Stage 16: deploy infra & test contour
CI / unit (pull_request) Successful in 9s
CI / integration (pull_request) Successful in 11s
CI / ui (pull_request) Successful in 19s
CI / deploy (pull_request) Failing after 1s

- backend + gateway multi-stage distroless Dockerfiles; the gateway embeds and
  serves the SPA at / and /telegram/ via go:embed (committed dist placeholder,
  real build baked in by the image's node stage)
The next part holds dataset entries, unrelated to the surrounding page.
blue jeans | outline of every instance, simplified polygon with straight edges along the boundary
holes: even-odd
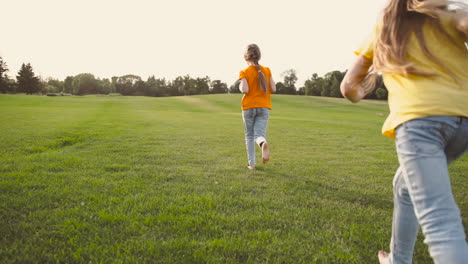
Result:
[[[269,118],[270,109],[268,108],[251,108],[242,111],[249,165],[255,165],[255,142],[259,146],[266,142],[266,128]]]
[[[434,263],[468,263],[465,231],[448,173],[448,164],[468,150],[468,118],[410,120],[396,129],[396,148],[400,167],[393,181],[390,263],[412,263],[419,226]]]

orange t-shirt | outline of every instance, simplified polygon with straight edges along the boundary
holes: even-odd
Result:
[[[258,108],[264,107],[271,109],[271,71],[268,67],[263,67],[261,65],[260,70],[265,75],[267,81],[267,92],[264,93],[260,88],[260,84],[258,81],[258,71],[257,68],[253,65],[245,68],[243,71],[239,73],[239,80],[246,79],[247,84],[249,85],[249,91],[244,94],[242,97],[242,110],[247,110],[251,108]]]

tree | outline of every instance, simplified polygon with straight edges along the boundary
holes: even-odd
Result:
[[[148,96],[168,96],[169,88],[166,83],[166,79],[156,79],[153,76],[150,76],[146,81],[147,86],[147,95]]]
[[[277,94],[287,94],[288,89],[287,89],[286,85],[284,85],[284,83],[282,83],[282,82],[277,82],[276,83],[276,93]]]
[[[171,82],[171,91],[170,91],[169,95],[171,95],[171,96],[185,95],[185,92],[184,92],[184,78],[182,78],[181,76],[177,76]]]
[[[178,76],[171,83],[169,95],[195,95],[210,92],[210,78],[193,79],[190,75]]]
[[[210,93],[210,77],[197,78],[195,81],[195,94],[208,94]]]
[[[227,93],[229,91],[227,84],[221,82],[220,80],[214,80],[211,82],[211,93],[220,94]]]
[[[325,80],[327,81],[327,92],[326,96],[330,97],[343,97],[340,91],[340,84],[344,78],[345,73],[341,71],[331,71],[325,74]]]
[[[322,91],[320,92],[320,96],[330,97],[330,94],[331,94],[330,85],[326,79],[322,79],[320,87],[322,88]]]
[[[7,72],[7,65],[3,61],[2,57],[0,57],[0,93],[6,93],[9,90],[8,76],[6,75]]]
[[[287,70],[285,72],[282,73],[282,76],[283,76],[283,84],[284,84],[284,88],[283,89],[284,91],[281,92],[281,93],[284,93],[284,94],[296,94],[297,91],[296,91],[296,82],[297,82],[297,73],[296,73],[296,70],[294,69],[290,69],[290,70]],[[277,89],[277,91],[279,91]],[[278,92],[280,93],[280,92]]]
[[[61,93],[63,92],[64,82],[56,79],[49,78],[45,84],[48,93]]]
[[[171,81],[167,85],[167,95],[168,96],[178,96],[183,95],[180,92],[182,91],[182,77],[177,77],[175,80]]]
[[[101,86],[91,73],[81,73],[73,78],[73,94],[97,94],[101,93]]]
[[[304,94],[320,96],[322,88],[320,87],[322,77],[318,77],[317,73],[312,74],[312,78],[304,82]]]
[[[48,92],[47,89],[54,90],[54,87],[49,87],[49,85],[47,84],[47,81],[43,80],[40,76],[38,78],[39,78],[39,93],[47,94]]]
[[[148,87],[146,86],[146,82],[143,80],[138,80],[134,84],[135,86],[135,95],[147,95]]]
[[[7,86],[7,92],[8,93],[16,93],[18,84],[16,83],[15,79],[10,79],[8,76],[6,76],[6,86]]]
[[[135,95],[135,84],[138,81],[141,81],[141,77],[133,74],[127,74],[120,77],[112,77],[112,84],[114,85],[116,91],[123,95]]]
[[[65,78],[65,81],[63,81],[63,92],[71,94],[73,93],[73,77],[72,76],[67,76]]]
[[[158,82],[154,75],[148,77],[146,80],[146,95],[147,96],[161,96],[161,92],[158,89]]]
[[[26,94],[33,94],[40,91],[39,78],[34,75],[31,64],[21,65],[21,69],[16,76],[18,81],[18,90]]]
[[[112,93],[112,83],[110,82],[109,79],[103,79],[100,81],[100,86],[101,86],[101,93],[103,94],[110,94]]]
[[[331,97],[343,97],[340,91],[341,82],[336,78],[330,80],[330,96]]]
[[[241,93],[241,91],[239,90],[239,86],[240,86],[240,81],[239,81],[239,80],[235,81],[235,82],[229,87],[229,93]]]
[[[305,95],[305,87],[302,86],[297,90],[297,95]]]
[[[80,78],[78,76],[73,77],[72,80],[72,94],[80,94]]]

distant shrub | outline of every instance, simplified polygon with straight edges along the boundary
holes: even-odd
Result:
[[[58,94],[56,93],[47,93],[47,96],[57,96]]]

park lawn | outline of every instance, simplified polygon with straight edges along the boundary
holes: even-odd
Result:
[[[240,99],[0,95],[0,263],[377,263],[386,103],[274,95],[249,171]],[[468,159],[450,170],[467,227]]]

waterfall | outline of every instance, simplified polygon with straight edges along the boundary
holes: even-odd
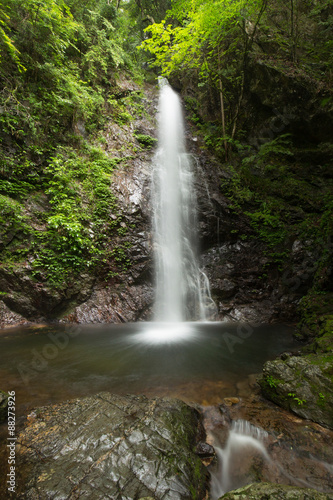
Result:
[[[246,460],[251,451],[258,453],[265,460],[271,462],[263,440],[268,436],[267,432],[255,427],[246,420],[235,420],[229,432],[225,447],[214,440],[214,448],[217,456],[217,470],[211,473],[211,498],[216,500],[231,489],[244,486],[240,477],[237,476],[242,469],[241,462]],[[250,462],[251,464],[251,458]],[[244,467],[244,465],[243,465]],[[244,470],[242,471],[244,472]],[[245,481],[246,484],[246,481]]]
[[[197,255],[197,200],[186,153],[181,102],[160,82],[159,142],[154,158],[152,205],[155,320],[205,320],[213,304]]]

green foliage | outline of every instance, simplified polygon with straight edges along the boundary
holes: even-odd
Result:
[[[139,93],[115,97],[119,73],[140,77],[129,7],[118,7],[0,4],[1,261],[29,258],[35,279],[57,287],[98,271],[112,235],[127,231],[112,193],[123,160],[91,145],[93,135],[107,144],[108,114],[123,126],[142,107]],[[110,266],[120,257],[111,256]]]
[[[141,146],[147,149],[153,148],[157,144],[157,139],[155,139],[155,137],[151,137],[150,135],[134,134],[134,137],[141,144]]]
[[[332,27],[332,0],[316,4],[175,0],[162,20],[146,28],[139,48],[150,54],[150,66],[200,96],[201,108],[210,109],[211,114],[216,110],[214,119],[221,118],[222,127],[212,146],[225,156],[225,150],[230,150],[228,137],[240,140],[239,122],[247,120],[242,101],[249,90],[248,70],[253,61],[286,78],[301,76],[318,90],[325,88],[323,105],[332,103]],[[203,119],[200,106],[197,109],[191,116],[193,122]],[[207,139],[211,140],[206,138],[206,143]],[[274,157],[280,153],[290,159],[288,145],[273,141],[262,148],[259,159],[265,168],[274,169]]]
[[[263,203],[260,210],[255,212],[244,212],[250,218],[251,226],[260,238],[270,247],[282,243],[286,237],[286,228],[280,217]]]
[[[35,250],[36,278],[57,285],[97,265],[106,233],[120,220],[111,191],[111,175],[118,162],[96,147],[87,147],[85,156],[59,148],[50,159],[44,169],[44,187],[52,209]]]
[[[281,380],[274,378],[272,375],[267,375],[265,380],[266,380],[267,384],[269,385],[269,387],[271,387],[272,389],[275,389],[279,385],[279,383],[281,382]]]
[[[70,0],[9,0],[0,7],[0,28],[1,19],[21,65],[13,55],[15,64],[7,64],[7,50],[0,67],[0,124],[16,148],[33,141],[45,154],[70,141],[78,122],[88,133],[100,128],[114,71],[133,67],[124,50],[125,12],[120,20],[113,6],[97,0],[82,7]],[[18,71],[23,66],[26,71]],[[129,119],[120,116],[121,123]],[[12,149],[7,140],[7,165]]]
[[[288,396],[291,397],[294,401],[296,401],[296,403],[299,405],[299,406],[303,406],[305,403],[306,403],[306,400],[305,399],[301,399],[299,397],[296,396],[296,394],[294,392],[289,392],[288,393]]]
[[[319,392],[318,394],[318,400],[317,400],[317,405],[321,408],[325,408],[326,404],[327,404],[327,399],[326,399],[326,395],[323,394],[322,392]]]
[[[131,260],[128,255],[128,249],[131,247],[130,243],[114,247],[111,256],[114,258],[120,271],[126,271],[131,266]]]
[[[255,165],[263,171],[275,171],[284,173],[285,165],[281,164],[294,157],[291,144],[291,134],[282,134],[271,141],[263,143],[258,152],[246,156],[242,164],[244,167]]]
[[[289,134],[262,144],[257,151],[242,150],[228,165],[221,187],[230,208],[245,214],[254,232],[244,237],[260,238],[267,245],[267,265],[288,261],[290,240],[307,241],[315,255],[314,286],[328,289],[332,258],[330,238],[333,205],[330,181],[323,183],[313,165],[300,164],[298,147]]]
[[[20,62],[20,53],[7,34],[10,32],[9,23],[10,17],[5,12],[2,3],[0,3],[0,63],[7,56],[17,65],[19,71],[25,71],[25,67]]]
[[[29,252],[32,228],[24,206],[0,194],[0,251],[2,264],[21,261]]]
[[[232,165],[227,167],[228,177],[221,181],[222,192],[231,201],[231,208],[238,209],[244,202],[252,200],[254,193],[247,186],[241,171]]]
[[[8,232],[9,228],[14,232],[27,228],[23,205],[5,195],[0,195],[0,217],[1,234]]]
[[[221,37],[238,22],[242,10],[252,6],[243,0],[175,2],[166,20],[147,27],[150,38],[140,48],[154,54],[155,64],[166,76],[188,69],[199,69],[204,76]]]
- deploy/docker-compose.yml: backend + gateway + Postgres + Telegram connector
  (VPN sidecar) + OTel Collector + Prometheus (15d) + Tempo (72h) + Grafana,
  fronted by a caddy owning a single /_gm Basic-Auth (admin console + Grafana
  subpath); inter-service on a private network, only caddy on the edge network
- new metrics: backend accounts_created_total{kind} (robots excluded) and an
  in-memory gateway active_users{window=24h,7d} gauge
- CI: single .gitea/workflows/ci.yaml (unit/integration/ui + a gated test-contour
  deploy) on the new feature/* -> development -> master branch model; the old
  go-unit/integration/ui-test workflows are folded in; the connector-scoped
  compose is retired (superseded by deploy/)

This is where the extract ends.